Keto and casseroles seem to go hand in hand when you think about the type of high-fat foods that are being included. All of the cheeses you’re able to use create an ooey, gooey texture that everyone can enjoy. Whether you’re a working mom, a college student, or you just want an easy meal – this casserole will get the job done!

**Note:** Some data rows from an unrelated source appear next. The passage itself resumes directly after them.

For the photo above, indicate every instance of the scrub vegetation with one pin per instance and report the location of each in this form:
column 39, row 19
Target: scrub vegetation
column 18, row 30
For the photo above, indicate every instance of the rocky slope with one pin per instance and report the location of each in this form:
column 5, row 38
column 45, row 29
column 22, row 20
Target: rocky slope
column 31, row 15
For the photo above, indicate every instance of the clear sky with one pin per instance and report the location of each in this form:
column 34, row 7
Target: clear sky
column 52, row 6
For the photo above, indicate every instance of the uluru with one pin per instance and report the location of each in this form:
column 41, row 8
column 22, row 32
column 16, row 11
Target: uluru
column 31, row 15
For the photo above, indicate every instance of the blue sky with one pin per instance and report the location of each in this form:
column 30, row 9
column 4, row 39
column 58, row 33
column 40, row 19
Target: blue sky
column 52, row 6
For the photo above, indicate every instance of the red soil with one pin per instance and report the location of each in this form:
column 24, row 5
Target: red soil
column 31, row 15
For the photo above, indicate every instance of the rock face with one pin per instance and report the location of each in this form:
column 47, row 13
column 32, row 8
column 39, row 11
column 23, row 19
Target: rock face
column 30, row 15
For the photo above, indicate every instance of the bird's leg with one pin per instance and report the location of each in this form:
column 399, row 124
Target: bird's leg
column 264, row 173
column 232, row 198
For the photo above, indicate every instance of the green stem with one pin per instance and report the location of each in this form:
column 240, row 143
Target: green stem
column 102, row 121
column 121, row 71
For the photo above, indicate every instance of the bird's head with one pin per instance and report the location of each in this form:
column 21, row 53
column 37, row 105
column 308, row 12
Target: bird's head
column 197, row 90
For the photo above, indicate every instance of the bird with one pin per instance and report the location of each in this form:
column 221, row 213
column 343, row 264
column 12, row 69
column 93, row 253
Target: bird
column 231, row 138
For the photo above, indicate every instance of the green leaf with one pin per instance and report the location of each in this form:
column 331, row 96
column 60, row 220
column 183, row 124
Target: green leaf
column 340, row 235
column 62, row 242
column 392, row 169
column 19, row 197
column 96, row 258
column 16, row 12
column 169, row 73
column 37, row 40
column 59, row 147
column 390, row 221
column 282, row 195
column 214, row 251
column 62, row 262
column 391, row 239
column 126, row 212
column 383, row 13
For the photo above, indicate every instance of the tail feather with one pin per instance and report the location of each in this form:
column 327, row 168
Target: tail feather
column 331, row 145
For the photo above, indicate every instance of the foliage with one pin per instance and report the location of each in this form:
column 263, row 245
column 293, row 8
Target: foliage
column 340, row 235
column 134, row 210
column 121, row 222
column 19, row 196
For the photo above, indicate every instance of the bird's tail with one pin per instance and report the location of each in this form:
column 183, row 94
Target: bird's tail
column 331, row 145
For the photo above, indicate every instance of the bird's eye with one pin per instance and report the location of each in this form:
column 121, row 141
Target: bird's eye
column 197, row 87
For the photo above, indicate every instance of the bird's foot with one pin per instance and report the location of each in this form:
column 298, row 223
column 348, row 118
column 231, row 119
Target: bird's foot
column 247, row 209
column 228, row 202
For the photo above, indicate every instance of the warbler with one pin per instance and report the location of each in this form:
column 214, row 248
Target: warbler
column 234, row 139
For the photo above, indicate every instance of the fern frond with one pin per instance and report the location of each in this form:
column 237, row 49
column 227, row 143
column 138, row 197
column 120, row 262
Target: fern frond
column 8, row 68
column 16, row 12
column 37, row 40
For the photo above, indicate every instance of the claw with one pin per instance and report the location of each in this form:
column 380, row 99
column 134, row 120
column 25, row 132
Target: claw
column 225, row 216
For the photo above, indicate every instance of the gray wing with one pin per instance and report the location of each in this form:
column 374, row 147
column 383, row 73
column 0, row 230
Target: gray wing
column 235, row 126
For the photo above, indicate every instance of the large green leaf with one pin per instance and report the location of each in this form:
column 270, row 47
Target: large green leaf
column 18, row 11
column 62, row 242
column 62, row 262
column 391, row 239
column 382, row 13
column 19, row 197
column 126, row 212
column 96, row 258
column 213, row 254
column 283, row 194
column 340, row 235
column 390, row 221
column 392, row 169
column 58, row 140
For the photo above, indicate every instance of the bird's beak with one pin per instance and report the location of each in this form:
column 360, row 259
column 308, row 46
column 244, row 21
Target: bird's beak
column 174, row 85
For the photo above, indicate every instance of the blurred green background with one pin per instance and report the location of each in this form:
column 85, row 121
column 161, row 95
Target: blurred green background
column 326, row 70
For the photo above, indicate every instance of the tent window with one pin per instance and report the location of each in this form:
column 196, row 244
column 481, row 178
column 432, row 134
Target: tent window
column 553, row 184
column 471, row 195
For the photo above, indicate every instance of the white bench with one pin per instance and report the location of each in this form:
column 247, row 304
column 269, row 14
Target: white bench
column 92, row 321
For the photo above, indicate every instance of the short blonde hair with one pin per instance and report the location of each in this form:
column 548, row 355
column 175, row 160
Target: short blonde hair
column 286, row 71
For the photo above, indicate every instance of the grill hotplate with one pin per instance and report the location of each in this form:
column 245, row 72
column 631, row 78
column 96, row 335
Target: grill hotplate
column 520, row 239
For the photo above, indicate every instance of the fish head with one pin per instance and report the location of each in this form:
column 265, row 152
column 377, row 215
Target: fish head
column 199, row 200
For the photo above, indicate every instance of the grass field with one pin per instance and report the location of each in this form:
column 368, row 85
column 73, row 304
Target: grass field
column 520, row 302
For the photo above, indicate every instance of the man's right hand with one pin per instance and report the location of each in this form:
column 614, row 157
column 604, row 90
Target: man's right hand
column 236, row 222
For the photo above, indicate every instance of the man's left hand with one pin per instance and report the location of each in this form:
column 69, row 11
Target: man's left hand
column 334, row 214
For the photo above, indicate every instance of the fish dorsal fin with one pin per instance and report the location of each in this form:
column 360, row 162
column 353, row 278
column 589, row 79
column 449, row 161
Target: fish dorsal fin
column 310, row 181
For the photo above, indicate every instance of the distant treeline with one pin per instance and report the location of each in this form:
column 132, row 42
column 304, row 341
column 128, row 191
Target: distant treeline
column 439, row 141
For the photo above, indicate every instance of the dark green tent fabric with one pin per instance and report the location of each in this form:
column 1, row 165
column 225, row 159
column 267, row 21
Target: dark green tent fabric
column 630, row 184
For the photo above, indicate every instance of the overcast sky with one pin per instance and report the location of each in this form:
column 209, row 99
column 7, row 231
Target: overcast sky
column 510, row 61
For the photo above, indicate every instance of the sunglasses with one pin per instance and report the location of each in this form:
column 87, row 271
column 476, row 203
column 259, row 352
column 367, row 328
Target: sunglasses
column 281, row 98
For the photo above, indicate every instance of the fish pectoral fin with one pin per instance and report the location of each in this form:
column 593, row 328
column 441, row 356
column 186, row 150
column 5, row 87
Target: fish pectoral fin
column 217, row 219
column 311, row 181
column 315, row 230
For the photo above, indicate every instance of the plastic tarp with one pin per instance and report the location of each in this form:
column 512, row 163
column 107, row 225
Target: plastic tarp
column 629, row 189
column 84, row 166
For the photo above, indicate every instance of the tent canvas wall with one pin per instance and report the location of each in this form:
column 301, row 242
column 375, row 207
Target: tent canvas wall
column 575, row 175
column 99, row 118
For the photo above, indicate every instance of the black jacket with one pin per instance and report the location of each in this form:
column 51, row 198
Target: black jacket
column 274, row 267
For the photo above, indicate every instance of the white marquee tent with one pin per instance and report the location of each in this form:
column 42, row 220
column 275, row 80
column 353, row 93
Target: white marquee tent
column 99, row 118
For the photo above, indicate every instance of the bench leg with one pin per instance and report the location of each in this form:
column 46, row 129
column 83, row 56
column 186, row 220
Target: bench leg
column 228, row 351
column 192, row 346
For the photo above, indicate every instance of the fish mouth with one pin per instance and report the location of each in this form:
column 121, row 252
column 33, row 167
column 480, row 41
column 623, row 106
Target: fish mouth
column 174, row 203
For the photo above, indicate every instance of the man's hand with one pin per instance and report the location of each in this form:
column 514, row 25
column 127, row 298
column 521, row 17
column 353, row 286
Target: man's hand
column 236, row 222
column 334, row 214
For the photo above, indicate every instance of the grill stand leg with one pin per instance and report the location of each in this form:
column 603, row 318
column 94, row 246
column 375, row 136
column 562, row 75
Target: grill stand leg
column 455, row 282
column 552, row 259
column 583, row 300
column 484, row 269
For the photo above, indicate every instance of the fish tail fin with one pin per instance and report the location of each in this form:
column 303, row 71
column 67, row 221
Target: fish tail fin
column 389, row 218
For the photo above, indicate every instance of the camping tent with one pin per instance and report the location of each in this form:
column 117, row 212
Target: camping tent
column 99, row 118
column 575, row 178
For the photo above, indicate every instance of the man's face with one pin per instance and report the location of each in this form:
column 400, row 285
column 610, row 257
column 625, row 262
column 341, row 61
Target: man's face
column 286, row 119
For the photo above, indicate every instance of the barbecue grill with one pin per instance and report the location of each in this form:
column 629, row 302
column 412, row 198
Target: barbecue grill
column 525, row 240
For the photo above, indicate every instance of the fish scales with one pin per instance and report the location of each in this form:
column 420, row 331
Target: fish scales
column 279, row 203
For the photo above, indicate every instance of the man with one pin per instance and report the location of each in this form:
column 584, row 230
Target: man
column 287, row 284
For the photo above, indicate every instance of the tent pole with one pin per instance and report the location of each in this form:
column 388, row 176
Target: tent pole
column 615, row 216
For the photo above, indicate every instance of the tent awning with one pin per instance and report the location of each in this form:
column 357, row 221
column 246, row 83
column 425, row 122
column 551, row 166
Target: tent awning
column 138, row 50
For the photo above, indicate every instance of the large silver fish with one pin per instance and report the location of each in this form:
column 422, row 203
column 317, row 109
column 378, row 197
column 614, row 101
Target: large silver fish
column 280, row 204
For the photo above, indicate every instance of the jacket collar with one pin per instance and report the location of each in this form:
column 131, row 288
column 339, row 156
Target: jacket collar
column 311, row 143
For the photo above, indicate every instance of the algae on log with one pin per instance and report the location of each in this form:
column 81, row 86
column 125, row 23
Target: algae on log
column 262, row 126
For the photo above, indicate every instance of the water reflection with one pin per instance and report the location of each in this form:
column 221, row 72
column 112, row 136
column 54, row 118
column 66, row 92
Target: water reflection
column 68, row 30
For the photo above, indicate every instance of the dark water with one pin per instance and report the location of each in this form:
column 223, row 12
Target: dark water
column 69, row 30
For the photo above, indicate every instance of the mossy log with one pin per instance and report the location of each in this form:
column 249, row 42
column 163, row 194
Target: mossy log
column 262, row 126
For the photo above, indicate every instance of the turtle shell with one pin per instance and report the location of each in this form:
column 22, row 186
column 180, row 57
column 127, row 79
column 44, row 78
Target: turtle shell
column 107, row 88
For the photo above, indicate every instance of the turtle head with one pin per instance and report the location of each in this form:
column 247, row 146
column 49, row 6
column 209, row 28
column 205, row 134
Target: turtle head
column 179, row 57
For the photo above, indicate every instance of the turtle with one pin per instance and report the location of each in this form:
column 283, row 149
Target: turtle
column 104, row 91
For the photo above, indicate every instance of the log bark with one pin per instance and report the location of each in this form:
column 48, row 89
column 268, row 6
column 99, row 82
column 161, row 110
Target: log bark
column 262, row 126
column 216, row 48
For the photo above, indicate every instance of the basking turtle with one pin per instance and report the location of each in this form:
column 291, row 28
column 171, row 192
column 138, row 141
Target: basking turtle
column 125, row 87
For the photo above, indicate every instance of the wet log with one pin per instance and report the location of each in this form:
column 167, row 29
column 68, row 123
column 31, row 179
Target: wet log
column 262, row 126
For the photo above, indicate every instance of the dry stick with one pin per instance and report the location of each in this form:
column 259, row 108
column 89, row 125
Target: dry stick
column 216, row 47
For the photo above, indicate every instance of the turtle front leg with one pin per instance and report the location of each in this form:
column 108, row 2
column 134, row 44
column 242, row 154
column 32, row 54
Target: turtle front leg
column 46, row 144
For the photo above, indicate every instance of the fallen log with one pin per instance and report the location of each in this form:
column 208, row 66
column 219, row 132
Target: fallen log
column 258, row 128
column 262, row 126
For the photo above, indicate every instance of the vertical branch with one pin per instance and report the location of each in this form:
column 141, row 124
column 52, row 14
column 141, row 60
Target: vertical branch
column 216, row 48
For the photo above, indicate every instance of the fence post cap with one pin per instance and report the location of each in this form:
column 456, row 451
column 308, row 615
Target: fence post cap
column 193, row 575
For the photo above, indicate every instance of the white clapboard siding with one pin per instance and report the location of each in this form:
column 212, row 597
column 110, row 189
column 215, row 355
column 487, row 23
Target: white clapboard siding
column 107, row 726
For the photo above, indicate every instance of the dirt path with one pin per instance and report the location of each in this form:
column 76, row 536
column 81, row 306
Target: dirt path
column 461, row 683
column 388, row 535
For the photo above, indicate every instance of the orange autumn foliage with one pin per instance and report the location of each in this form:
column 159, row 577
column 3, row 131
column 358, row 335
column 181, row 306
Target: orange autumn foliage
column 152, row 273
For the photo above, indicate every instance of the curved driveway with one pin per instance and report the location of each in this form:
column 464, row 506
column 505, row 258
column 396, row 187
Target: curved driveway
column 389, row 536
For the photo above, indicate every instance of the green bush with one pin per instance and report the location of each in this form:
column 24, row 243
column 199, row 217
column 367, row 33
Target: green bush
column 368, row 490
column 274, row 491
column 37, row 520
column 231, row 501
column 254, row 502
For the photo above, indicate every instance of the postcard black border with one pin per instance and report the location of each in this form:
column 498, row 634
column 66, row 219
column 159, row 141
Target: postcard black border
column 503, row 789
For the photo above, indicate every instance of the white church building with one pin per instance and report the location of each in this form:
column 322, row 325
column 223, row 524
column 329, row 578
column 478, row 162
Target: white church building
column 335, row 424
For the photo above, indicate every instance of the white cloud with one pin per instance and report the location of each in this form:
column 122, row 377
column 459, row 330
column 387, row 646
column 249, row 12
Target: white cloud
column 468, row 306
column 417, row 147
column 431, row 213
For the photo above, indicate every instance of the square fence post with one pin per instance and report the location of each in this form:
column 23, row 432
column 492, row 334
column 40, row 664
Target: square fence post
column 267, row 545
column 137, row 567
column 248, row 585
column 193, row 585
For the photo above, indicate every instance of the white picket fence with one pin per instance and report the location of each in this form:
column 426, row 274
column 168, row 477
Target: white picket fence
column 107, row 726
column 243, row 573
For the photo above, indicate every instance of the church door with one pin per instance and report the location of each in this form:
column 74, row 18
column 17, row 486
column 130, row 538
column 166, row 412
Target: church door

This is my Southwestern-esque take on Shepherd’s Pie. It’s got a great heat coming through from the chili seasoning, a good balance of acidity and sweetness from the tomatoes, and plenty of cheese to boot. The cauliflower on top just adds a layer of fluffy goodness that lightens up what might be considered a heavy dish.
One tip to make things go a little quicker is to pre-cook the cauliflower when you start browning the chicken. It will still be warm enough to melt the cheese into the cauliflower, and will save on 5-6 minutes of down time while you’re cooking. This way, you can have everything ready in just about 30 minutes.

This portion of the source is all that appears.